Eu entrego um rapaz que mexe com drogas, que vive no submundo do crime, ele vai solto. O que eu vou pensar? Eu vou pensar que a qualquer momento ele vai me pegar (vítima de furto).

[Se] a polícia tivesse tomado atitude antes, não chegaria ao ponto que chegou. Então, assim, não me sentiria ameaçada em ir trabalhar todos os dias, porque ele poderia muito em um dia... ele usava droga, eu sei disso, ele poderia ter cheirado e ter me pegado na rua, independente de nada (vítima de furto).

Teve um processo. Eu vim aqui retirar o processo, eu vim aqui para o juiz e pedi para retirar o processo, porque todo o processo que estava acontecendo, só estava me trazendo transtorno. Só, eu estava sendo chamado para audiência, eu estava sendo chamado para alguma coisa, outra coisa, eu vim aqui e disse: “Senhor juiz, eu queria lhe fazer um pedido, para retirar o processo, porque eu não vi nada que acontecesse de melhor a partir do momento que eu tivesse ido na delegacia. Porque eu tinha adquirido meus bens materiais, nada, porque isso aí não era problema, não. Eu já gastei muito mais, em transporte para ir para lá, gasolina, perdendo tempo que eu tenho uma empresa, em deixar minha empresa só lá, ficar sentado aqui em bancos para audiência, para correr para um lado, para outro. Quer dizer, se eu somo todo esse tempo que perdi, daria muito bem para eu ter comprado um som novo, ter comprado um aparelho para mim, a parabólica e esse terceiro objeto, que eu não lembro qual foi”. Eu digo para você, a justiça é muito falha. Infelizmente, nós estamos em um país que a impunidade é muito grande, não sei aonde nós vamos parar, porque eu sou pequeno, eu sei que sofro, a corda só quebra do lado do mais fraco (vítima de furto)
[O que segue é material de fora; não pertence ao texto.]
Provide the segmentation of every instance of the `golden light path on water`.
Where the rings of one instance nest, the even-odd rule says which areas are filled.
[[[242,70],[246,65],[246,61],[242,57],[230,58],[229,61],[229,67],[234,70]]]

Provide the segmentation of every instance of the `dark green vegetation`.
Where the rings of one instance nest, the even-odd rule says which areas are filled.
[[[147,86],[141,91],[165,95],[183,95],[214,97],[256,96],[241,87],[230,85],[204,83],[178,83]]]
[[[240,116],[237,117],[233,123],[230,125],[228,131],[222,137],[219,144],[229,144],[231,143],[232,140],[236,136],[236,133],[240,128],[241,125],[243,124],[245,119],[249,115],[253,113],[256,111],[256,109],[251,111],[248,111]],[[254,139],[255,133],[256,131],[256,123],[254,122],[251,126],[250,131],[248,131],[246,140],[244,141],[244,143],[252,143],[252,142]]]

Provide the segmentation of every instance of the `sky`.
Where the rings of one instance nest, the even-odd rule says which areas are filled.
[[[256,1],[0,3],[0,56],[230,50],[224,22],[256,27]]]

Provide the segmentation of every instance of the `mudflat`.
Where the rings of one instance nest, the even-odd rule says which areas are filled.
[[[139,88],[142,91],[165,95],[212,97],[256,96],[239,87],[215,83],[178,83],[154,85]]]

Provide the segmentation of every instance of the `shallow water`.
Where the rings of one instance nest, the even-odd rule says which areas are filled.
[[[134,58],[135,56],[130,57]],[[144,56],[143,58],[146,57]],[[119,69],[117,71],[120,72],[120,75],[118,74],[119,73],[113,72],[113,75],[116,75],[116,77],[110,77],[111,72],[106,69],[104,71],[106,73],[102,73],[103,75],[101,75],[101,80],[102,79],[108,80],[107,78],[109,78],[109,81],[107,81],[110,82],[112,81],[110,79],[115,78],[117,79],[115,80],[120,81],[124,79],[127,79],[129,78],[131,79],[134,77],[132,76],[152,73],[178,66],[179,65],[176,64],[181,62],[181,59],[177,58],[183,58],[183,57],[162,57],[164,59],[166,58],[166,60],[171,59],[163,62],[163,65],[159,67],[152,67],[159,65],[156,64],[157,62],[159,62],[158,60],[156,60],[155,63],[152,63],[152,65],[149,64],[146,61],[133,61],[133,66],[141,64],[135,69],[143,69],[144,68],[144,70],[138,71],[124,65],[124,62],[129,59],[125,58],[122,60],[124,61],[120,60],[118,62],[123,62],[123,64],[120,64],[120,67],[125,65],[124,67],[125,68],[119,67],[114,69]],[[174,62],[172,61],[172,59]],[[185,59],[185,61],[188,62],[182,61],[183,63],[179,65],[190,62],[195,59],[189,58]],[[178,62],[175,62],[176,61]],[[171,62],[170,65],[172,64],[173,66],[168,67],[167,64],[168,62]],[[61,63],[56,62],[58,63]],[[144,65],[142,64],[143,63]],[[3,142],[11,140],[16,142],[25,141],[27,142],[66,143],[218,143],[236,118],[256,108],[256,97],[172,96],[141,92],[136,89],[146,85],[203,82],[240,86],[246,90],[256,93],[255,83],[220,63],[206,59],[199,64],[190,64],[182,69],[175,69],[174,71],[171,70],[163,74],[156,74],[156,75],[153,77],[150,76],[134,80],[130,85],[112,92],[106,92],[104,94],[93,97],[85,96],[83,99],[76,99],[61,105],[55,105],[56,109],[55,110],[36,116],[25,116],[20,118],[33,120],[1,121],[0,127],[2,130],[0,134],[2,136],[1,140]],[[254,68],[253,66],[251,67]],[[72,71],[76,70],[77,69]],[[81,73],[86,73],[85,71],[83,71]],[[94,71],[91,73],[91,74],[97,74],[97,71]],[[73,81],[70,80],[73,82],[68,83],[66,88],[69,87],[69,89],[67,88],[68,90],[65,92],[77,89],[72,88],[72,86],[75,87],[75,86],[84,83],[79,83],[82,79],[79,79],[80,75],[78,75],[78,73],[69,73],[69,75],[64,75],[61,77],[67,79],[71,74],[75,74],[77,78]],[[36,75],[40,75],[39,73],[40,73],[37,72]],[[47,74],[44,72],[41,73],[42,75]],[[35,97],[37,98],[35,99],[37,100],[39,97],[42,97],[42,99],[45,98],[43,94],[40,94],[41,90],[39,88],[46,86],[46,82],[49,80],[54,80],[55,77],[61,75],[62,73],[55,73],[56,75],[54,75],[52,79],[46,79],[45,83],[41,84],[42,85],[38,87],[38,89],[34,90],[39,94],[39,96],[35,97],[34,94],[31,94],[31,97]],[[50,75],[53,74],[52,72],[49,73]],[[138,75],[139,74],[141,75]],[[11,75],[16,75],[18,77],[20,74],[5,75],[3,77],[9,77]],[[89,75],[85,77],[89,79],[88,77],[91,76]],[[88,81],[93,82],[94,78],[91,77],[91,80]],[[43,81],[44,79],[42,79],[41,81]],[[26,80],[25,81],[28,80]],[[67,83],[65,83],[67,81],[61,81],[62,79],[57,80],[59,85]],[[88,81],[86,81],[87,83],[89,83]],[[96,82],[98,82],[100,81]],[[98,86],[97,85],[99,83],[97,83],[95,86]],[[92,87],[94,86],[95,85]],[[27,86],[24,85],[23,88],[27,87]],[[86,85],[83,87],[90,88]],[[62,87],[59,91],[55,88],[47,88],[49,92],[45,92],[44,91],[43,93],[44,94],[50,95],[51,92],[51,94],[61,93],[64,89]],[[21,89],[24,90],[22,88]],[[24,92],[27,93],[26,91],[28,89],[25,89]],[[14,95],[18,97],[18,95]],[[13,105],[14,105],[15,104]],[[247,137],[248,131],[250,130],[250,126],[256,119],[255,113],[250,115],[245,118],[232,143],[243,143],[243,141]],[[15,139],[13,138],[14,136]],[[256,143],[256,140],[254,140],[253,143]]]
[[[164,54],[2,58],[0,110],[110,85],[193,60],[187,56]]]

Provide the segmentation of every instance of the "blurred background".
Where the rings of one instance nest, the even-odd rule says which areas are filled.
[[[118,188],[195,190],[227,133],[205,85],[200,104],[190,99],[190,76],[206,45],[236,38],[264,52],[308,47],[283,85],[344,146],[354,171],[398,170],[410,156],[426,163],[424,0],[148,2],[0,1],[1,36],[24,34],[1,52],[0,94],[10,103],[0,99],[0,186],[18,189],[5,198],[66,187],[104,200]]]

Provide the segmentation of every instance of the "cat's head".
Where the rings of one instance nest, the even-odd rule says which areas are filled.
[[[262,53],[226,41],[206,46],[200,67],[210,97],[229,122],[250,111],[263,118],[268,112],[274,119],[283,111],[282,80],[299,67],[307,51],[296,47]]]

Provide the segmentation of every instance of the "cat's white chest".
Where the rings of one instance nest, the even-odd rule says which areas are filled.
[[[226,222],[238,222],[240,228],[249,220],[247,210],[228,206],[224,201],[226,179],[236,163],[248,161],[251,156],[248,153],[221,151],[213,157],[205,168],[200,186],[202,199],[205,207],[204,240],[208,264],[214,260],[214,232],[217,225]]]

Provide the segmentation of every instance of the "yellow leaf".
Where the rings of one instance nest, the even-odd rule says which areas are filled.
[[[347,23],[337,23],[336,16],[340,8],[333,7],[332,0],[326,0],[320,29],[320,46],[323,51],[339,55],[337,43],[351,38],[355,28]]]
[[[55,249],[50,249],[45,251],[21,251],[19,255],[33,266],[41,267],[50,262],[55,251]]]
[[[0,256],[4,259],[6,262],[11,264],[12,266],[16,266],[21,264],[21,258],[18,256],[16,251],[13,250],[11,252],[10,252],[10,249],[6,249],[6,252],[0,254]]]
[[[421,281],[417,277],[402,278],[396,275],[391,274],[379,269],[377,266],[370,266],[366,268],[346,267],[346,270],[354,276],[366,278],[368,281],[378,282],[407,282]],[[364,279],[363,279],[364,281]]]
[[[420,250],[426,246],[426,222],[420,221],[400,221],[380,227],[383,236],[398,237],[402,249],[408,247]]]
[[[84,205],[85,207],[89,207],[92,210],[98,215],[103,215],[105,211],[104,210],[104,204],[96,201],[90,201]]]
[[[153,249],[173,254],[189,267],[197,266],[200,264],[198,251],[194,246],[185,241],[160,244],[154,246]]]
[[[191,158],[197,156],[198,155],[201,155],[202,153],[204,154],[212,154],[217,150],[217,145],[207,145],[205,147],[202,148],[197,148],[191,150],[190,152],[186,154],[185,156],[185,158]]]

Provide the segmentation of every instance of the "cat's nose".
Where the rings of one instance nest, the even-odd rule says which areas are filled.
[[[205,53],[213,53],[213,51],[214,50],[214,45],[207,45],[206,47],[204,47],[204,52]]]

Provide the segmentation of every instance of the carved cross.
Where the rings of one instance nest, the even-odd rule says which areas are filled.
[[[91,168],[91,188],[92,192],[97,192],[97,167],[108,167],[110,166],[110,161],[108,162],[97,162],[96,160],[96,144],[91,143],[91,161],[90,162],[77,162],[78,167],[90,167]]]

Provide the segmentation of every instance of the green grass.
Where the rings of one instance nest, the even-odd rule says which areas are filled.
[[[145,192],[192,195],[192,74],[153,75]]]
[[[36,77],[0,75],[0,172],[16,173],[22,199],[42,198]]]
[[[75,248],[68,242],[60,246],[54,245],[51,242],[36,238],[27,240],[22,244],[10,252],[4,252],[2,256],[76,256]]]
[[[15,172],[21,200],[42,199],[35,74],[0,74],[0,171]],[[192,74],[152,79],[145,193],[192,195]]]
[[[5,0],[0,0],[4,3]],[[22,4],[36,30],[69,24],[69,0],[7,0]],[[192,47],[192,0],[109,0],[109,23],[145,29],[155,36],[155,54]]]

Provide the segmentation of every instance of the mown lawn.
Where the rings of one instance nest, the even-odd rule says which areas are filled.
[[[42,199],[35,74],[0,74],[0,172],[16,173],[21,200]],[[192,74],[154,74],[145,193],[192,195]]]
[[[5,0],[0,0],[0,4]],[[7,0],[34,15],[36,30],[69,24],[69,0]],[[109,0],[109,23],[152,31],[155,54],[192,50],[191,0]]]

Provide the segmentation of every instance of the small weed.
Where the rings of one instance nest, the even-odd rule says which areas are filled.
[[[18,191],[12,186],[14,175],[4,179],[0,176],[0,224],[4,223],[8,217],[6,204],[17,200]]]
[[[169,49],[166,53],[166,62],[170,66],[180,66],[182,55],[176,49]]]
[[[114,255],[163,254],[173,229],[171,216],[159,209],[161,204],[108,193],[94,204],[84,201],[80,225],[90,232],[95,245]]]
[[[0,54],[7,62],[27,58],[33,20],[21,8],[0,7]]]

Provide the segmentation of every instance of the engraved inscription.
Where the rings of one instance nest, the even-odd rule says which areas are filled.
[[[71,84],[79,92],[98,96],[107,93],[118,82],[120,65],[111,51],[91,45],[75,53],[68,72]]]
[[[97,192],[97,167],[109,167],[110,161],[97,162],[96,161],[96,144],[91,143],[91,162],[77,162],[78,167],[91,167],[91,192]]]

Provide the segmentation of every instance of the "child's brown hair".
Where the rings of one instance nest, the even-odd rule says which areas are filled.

No meu caso não cheguei ir ao juiz não, sempre fui de bem. Quando eu fui fazer a ocorrência o próprio delegado me jogou um balde de água fria, rapaz esta moto tu jamais acha, eles poderiam levantar mais meu astral, a você vai achar acabou que eu é que achei a moto, não tem mais jeito, na hora ele nem colocou uma viatura pra correr atrás, eu fui lá e assina aqui e em duas quadras eu achei ela[...] (vítima de furto)

Esse breve dimensionamento acerca da perspectivas iniciais e finais das vítimas com relação ao furto ganha importância ao considerarmos ser entendimento para a doutrina penal de que para a configuração do crime de furto é irrelevante a identificação e individualização da vítima, pois a lei não protege o patrimônio de alguém em particular, mas de todos em geral (BITENCOURT, 2007, p. 6). O que é contraditório com o diagnóstico de que a vítima acaba por ter um papel de destaque para que a notícia do crime chegue à polícia e de ser sujeito, com expectativas e frustrações, dentro da relação que se constituiu ao longo do processamento do caso de furto.